Narsisizm: Kendi kendine aşık olma durumu
İnternet büyük çapta hayatımıza girdi gireli, kendine aşık olan insanların çağı da başlamış oldu diyebiliriz. Eskiden bunlar yok mu idi? Elbette vardı ancak kendilerini böyle ulu orta teşhir edebilecekleri ve neredeyse hiçbir yaptırımı olmayan sanal platformlar da yoktu. İnsanların bu özelliğini kamçılayan ikinci büyük etken ise Apple´nin İPhone 4´ü piyasaya sürmesi oldu. Cihazın üzerindeki ufak bir kamera ile kendi kendinizin fotoroğrafını çekmek, çoçuk oyuncağı gibi kolay hale geldi.Kişisel profil sayfaları (örneğin Facebook vb.) milyonlarca özçekimlerle (selfie) dolup taşmaya başladı. Eskiden her çekilen resimin bir kıymeti, değeri ve ağırlığı varken, yeni bir moda furyası başladı. Sayısız Smartphone kullanıcıları, çevreyi sadece kendilerini ön planda gösterirken resimliyorlar. Bununla da bitmedi tabii. 2014 yılında yeni bir oyuncak piyasaya sürüldü. Smartphone´u bir çubuğa bağlayıp, "selfie" çekiyorsunuz. İngilizcede bu çubuğa dalga geçercesine "Narci Stick" ismi yerilmiş.
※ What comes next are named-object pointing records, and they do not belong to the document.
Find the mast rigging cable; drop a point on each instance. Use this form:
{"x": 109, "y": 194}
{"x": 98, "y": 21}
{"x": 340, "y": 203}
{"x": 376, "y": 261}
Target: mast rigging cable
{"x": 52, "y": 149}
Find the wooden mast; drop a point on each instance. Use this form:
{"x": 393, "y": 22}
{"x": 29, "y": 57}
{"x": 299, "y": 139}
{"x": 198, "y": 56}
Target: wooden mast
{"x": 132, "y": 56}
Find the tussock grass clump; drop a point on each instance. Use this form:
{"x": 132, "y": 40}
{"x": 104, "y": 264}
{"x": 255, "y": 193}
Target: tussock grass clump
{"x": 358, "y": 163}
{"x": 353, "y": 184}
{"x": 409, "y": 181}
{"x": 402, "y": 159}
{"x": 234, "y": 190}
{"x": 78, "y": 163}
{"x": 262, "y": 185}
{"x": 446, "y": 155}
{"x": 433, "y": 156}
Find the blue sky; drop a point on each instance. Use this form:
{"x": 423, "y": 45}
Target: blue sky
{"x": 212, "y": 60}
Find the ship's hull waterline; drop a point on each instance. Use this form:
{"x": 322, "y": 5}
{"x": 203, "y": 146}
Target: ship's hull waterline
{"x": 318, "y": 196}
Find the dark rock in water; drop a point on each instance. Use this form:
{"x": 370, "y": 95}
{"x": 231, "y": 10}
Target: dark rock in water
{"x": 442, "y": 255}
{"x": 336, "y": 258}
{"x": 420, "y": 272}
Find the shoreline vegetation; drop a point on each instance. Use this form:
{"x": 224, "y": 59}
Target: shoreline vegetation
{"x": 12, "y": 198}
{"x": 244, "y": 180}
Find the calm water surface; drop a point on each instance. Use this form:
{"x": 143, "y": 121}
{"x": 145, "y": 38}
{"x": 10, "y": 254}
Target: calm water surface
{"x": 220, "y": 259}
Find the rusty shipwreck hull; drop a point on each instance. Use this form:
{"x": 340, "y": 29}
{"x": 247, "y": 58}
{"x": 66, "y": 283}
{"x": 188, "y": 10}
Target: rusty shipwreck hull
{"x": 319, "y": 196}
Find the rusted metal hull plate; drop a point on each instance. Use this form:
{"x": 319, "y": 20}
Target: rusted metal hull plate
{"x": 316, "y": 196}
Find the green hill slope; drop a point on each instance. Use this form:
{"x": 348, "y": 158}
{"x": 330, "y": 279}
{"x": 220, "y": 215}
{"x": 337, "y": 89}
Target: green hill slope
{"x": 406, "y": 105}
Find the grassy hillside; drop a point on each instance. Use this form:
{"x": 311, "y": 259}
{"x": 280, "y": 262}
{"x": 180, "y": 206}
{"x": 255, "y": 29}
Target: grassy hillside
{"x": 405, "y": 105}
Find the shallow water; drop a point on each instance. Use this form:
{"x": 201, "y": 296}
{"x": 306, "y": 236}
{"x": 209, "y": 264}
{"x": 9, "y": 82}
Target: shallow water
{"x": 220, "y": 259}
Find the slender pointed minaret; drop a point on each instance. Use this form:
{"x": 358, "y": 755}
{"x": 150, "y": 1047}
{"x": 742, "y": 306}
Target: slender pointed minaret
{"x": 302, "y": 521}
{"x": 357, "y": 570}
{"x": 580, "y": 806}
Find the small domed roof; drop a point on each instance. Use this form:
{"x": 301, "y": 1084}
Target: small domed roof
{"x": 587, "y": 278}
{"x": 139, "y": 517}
Narsisizm´i çağdaştıran bu kelime bence çok yerinde bir tanımlama. Narsisizm, bir bakıma "kendi kendine aşık olan kişi" demektir.
Bu kelime son zamanlarda müthiş bir kariyer yaptı. Bilhassa gençlerde çok yaygın bir hale geldi. Kendi filmlerinin, çekimlerinin yızdızları olma sevdasında olan insanların sayısında patlama oldu. Smartphone´ler olsun, Tablet´ler olsun; bunlar ego aşığı bu insanların yardımcıları, hatta menecerleri haline geldiler.
Narsizmus çağında yaşıyoruz artık. Herkes sevilmek, bilinmek, gözükmek, takdir almak istiyor. -
Bu mesele sadece "Selfie çubuĝu" ile sınırlı deĝil elbette. Bilhassa tartışma olanaĝı saĝlayan forumlar, gerçek hayatta yapmayacaĝı veya söylemeye cesaret edemeyeceĝi lafları sakınmadan söyleyenlerle dolu.
Kimisi ana avrat düz gidiyor, kimisi âlenen tehdit ediyor, kimisi boş beleş laflarla insanların yok olmasını diliyor, kimisi kendini bulunmaz hint kumaşı zannediyor, kimisi de kendisinin akıllı diĝerlerinin aptal/ahmak olduĝunu düşünüyor.
Kendini bilgi küpü olarak lanse edenlerden tutun, "hep ben haklıyım" modundan çıkamayanlar olsun, en ufak eleştiriye tahammülü olamayanlara kadar her renkten var.
Bunların içinde aklı başında olan ve hem öĝrenmek isteyen hem de bildiklerini karşılıksız paylaşmak isteyenler yok mu? Bunlar da var elbette ancak bunların sesi çoĝunlukla kim vurduya gidiyor nedense.